Est-ce que l’Europe trouverait un consensus autour d’une réduction des flux migratoires? — “Non, affirmait la secrétaire d’État. Ce qu’on veut c’est avoir des frontières mieux contrôlées, où on enregistre toutes les personnes pour savoir qui est sur le territoire. Orienter les personnes vers les bonnes procédures et organiser les retours dans les pays d’origine plus rapidement. L’argent européen doit être utilisé pour mieux contrôler les frontières, via des patrouilles, des caméras, des barrières.” Avec des murs? avait demandé la journaliste. — “Si c’est avec des portes, oui.”

Ce n’était pas la secrétaire d’État qui décidait de qui avait besoin de protection, elle le disait, c’était le Commissariat général aux réfugiés et aux apatrides.

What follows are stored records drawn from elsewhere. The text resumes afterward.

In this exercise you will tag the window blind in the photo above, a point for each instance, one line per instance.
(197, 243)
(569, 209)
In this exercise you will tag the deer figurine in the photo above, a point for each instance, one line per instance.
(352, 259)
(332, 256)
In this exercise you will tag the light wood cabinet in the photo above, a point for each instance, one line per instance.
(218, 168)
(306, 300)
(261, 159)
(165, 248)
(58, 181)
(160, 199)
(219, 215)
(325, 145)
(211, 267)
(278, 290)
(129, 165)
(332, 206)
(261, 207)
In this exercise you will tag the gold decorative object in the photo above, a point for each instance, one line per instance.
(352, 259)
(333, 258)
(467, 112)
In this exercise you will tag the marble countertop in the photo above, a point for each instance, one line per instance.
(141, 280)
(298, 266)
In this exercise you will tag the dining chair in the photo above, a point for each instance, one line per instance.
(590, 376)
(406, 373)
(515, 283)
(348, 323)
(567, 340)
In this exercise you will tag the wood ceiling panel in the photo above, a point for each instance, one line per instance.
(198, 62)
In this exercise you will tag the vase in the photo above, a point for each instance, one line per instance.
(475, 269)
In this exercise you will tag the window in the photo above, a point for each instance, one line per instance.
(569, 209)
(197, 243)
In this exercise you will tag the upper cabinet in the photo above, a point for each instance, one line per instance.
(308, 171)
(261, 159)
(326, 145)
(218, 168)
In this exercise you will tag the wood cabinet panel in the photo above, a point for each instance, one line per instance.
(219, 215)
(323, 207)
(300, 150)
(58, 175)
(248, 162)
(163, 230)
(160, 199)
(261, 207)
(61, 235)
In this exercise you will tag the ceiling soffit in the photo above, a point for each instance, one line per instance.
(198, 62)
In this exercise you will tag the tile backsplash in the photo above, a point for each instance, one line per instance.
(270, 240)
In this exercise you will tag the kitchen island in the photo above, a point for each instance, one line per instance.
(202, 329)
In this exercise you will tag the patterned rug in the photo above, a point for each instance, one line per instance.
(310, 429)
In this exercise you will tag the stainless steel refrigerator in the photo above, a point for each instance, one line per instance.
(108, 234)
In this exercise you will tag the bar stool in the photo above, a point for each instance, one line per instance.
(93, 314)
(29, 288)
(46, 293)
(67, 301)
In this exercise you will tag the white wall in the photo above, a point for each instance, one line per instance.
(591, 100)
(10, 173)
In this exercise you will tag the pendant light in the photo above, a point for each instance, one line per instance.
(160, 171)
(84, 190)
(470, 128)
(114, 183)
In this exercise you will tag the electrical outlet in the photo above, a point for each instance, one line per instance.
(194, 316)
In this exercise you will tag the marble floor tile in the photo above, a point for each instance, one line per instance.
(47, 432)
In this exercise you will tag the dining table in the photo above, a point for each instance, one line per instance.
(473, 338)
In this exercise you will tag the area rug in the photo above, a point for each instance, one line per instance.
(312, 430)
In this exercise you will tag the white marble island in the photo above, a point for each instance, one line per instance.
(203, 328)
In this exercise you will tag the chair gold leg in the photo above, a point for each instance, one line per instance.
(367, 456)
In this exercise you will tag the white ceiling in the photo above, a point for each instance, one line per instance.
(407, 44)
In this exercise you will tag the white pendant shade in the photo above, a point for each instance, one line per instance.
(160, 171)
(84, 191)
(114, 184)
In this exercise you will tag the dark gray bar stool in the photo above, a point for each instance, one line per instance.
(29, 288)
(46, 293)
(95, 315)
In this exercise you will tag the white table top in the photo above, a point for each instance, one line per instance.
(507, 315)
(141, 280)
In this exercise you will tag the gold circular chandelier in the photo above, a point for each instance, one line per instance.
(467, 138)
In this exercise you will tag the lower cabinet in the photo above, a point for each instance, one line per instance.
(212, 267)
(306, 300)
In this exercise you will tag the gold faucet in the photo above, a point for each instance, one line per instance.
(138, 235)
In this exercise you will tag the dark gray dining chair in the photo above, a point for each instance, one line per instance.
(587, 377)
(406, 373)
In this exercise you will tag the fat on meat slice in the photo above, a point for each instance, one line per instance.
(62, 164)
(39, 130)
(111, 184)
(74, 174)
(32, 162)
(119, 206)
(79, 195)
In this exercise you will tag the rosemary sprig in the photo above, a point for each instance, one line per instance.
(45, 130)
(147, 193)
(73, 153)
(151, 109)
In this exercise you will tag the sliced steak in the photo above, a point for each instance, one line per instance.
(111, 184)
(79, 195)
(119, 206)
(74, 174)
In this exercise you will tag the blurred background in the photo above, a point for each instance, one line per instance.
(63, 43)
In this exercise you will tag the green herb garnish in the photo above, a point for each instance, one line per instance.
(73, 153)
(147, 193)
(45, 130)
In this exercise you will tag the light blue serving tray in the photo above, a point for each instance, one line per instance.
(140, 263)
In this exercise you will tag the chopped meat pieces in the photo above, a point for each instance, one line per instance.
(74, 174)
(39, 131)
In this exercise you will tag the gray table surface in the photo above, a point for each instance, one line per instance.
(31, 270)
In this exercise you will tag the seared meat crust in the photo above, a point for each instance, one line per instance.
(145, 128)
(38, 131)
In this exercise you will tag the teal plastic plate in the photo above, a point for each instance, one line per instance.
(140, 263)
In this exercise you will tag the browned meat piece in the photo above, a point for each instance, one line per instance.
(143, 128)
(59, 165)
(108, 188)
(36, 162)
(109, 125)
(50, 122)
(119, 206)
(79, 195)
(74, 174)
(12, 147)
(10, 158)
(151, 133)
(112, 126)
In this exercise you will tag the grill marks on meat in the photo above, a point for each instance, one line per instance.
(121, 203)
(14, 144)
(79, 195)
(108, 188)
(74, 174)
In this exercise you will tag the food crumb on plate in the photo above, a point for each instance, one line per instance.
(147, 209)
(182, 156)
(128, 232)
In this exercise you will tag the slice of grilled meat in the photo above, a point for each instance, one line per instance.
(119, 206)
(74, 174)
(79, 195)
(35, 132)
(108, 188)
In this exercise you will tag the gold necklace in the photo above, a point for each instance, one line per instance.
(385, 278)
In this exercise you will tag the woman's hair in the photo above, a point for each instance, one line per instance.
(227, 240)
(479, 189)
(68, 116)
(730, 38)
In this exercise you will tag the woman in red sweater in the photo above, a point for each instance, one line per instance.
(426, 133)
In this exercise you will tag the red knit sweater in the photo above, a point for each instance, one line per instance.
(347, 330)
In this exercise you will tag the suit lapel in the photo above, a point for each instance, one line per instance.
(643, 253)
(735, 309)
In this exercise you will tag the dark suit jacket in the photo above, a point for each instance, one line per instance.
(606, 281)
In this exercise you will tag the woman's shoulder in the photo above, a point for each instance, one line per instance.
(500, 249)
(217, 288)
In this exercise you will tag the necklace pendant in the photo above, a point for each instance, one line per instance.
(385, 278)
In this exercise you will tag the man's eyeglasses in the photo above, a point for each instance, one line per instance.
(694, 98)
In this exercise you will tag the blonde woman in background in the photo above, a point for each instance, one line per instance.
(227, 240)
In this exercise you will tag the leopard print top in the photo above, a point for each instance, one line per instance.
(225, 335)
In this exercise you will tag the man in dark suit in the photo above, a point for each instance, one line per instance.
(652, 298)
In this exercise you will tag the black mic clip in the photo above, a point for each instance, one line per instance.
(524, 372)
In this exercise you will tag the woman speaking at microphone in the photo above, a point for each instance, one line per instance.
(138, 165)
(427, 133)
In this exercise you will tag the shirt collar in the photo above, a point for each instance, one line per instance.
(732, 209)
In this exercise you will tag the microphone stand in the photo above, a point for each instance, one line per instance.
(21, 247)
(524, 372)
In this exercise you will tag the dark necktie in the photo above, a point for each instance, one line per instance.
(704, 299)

Les migrants furent délogés du centre de crise national, et chassés dans la rue où ils ne pouvaient pas non plus se trouver. Pour la première fois, Adi se découragea, complètement; à son aventure il ne voyait plus de sens, il lui échappait. Il se dit qu’il n’était peut-être plus désormais qu’un animal, mais il avait cependant une conscience et il pensait que les Hommes l’avaient perdue, qu’ils n’étaient plus dès lors, comme lui, que des bêtes. Suivant des compagnons d’infortune, il se dirigea vers le canal pour espérer y retrouver des tentes. Sur place, il attendit la nuit noire et il se blottit, accroupi sur le pont, au pied d’une poutre métallique qui s’enfonçait dans l’eau. Sur le trottoir en réparation, il s’aperçut que quelques pavés n’avaient pas encore été posés sur leur lit de mortier et qu’il serait aisé de les déplacer. Il les fixa longtemps. À un moment il se leva et il en porta quatre au pied de la poutre. Ensuite, il s’accroupit de nouveau et dans chacune des poches du long manteau qu’il portait sur lui, une pelisse qu’une femme avec des yeux bleus et un nœud jaune dans les cheveux, il s’en souvenait, avait réussi à lui procurer, il glissa les deux pierres. Le visage de ses enfants accaparait son esprit, il ne pouvait plus s’en détacher, mais en même temps la honte l’envahissait, trop grande pour envisager de retourner au pays des deux fleuves, avec ses troupeaux de chèvres, ses vallées remplies de fleurs et ses guépards persans. Démuni, indigne, dégradé, la certitude du déshonneur et de l’humiliation prit le dessus. Un paria, voilà ce qu’il serait s’il retournait chez lui. Un paria et rien d’autre. Sur la vie, il s’était trompé et aussi sur les Hommes et sur lui-même. Et Dieu, que faisait-il? Pourquoi une telle souffrance? Jusqu’ici, il avait porté son exil comme la tortue sa carapace, refusant d’abandonner. Il se pencha, fermant les yeux, s’accrocha au pilier en le serrant très fort pour ne pas glisser d’un coup à cause du poids des pierres, et s’enfonça dans l’eau sans presque faire de bruit. Quelques-uns, dans les tentes que de bonnes âmes leur avaient apportées une fois encore, perçurent une sorte de clapotement, mais, ensommeillés, épuisés, ils se retournèrent sans comprendre.

À l’aube, on signala un corps qui flottait, inerte, à une centaine de mètres du pont. Le médecin légiste conclut à un suicide et l’homme repêché étant inconnu, sans identité, l’enquête s’arrêta là. Le lendemain, dans un journal, était écrit: “un homme se noie dans le canal” et ce fut tout.

Pas de commentaire, geen commentaar, no comment, relayèrent les porte-parole du gouvernement qu’on avait interrogés.

Telle fut la vie d’Adi. Ces enfants, placés par le Service d’Aide à la Jeunesse, tenteraient, mais comment? De se reconstruire.